Beliau memberikan contoh seseorang yang baru
pulang dari kerja atau aktivitas di luar rumah, lalu sesampai di
rumah langsung memegang buku atau membaca Al-Quran dengan alasan ia
punya target ibadah yang harus ia capai dalam waktu tertentu, sehingga
ia menggunakan waktu yang semestinya ia gunakan untuk keluarga.
Padahal, istrinya sudah lama menunggu kepulangannya dan merindukan
kehadirannya.
Syaikh Al-Buthi mengkritik perbuatan
semacam itu dan mengatakan bahwa orang itu tidak memahami hakikat
ibadah. Padahal, bercanda dan bersenda gurau dengan istri juga
merupakan salah satu bentuk ibadah jika dilakukan pada tempat dan
waktunya.
Tidakkah kita memperhatikan hadis yang berbunyi,
"Setiap yang melenakan seorang muslim adalah kebatilan, kecuali tiga
hal: melempar panah, melatih kuda dan bercanda dengan keluarga (istri).
Ketiga hal itu adalah haq (kebenaran)" (HR. Tirmidzi).
Dalam
hadis lain, Rasulullah SAW bersabda, "Dalam kemaluan istrimu ada
sedekah." Sebagian sahabat bertanya, "Wahai Rasulullah, apakah
seseorang di antara kami mendatangi istrinya lalu mendapatkan pahala?"

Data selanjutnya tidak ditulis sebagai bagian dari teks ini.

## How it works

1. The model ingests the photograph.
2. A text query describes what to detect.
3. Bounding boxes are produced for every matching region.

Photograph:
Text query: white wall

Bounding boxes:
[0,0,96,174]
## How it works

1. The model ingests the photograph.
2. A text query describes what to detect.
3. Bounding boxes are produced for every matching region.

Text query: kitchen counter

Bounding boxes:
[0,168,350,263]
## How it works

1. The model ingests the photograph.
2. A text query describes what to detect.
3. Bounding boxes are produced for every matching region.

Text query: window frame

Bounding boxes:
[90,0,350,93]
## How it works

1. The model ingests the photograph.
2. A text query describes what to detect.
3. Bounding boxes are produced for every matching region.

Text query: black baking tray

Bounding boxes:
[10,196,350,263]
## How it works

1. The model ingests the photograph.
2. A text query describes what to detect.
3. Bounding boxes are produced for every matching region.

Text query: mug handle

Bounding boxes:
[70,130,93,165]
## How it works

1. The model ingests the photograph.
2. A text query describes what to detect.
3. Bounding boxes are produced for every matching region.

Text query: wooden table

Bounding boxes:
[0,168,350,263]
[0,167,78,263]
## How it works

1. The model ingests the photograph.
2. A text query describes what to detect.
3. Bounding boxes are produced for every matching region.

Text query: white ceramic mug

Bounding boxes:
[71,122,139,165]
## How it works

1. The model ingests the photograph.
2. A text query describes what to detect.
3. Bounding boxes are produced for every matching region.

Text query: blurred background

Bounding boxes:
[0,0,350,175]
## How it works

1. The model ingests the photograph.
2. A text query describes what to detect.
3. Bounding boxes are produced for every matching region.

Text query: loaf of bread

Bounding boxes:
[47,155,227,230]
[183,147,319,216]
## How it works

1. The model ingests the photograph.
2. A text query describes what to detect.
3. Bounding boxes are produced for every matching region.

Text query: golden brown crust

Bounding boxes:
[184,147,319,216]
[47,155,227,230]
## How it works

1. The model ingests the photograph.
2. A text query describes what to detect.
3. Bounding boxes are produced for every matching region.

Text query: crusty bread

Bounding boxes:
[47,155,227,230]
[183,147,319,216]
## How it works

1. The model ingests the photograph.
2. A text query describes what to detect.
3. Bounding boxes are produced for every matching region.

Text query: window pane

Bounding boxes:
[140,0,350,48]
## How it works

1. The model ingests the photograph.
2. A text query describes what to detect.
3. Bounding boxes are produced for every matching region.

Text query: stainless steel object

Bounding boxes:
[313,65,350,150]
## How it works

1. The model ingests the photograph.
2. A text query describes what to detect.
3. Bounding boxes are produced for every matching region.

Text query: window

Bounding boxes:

Rasulullah SAW menjawab, "Tidakkah kau lihat seandainya ia meletakkan
kemaluannya di tempat yang haram, apakah ia mendapatkan dosa?" Sahabat
menjawab, "Ya." Beliau melanjutkan, "Begitu juga jika ia
meletakkannya di tempat yang halal, dia mendapatkan pahala." (HR.
Muslim)
Jadi, seorang muslim seharusnya
senantiasa melakukan perbuatan yang terbaik dan sesuai dengan tempat,
waktu dan kondisinya. Di setiap tempat ada perbuatan dan di setiap
waktu ada haknya masing-masing. Adakalanya sebuah ibadah tidak cocok
jika dilakukan tidak pada tempat dan waktunya.
Selanjutnya,
Muhammad bin Ali Al-Qashab berkata, "Tasawuf adalah akhlak mulia yang
muncul di zaman mulia dari pribadi mulia bersama kaum mulia."
Syaikh
Al-Buthi menjelaskan bahwa yang dimaksud "zaman mulia" adalah zaman
Nabi SAW, "pribadi mulia" adalah Nabi SAW itu sendiri, sedangkan "kaum
mulia" adalah para sahabat.
Sumnun pernah ditanya tentang tasawuf
lalu menjawab, "Kau tidak memiliki sesuatu apapun dan kau tak
dimiliki oleh sesuatu apapun."
Syaikh Al-Buthi
menjelaskan maksud kalimat pertama bahwa seorang muslim seharusnya
selalu merasa tidak memiliki sesuatu apapun, karena segala sesuatu
adalah milik Allah SWT. Bahkan dirinya sendiri pun hamba milik Allah
SWT. Sedangkan kalimat kedua maksudnya adalah seorang muslim
seharusnya tidak terikat oleh apapun, baik materi maupun non-materi.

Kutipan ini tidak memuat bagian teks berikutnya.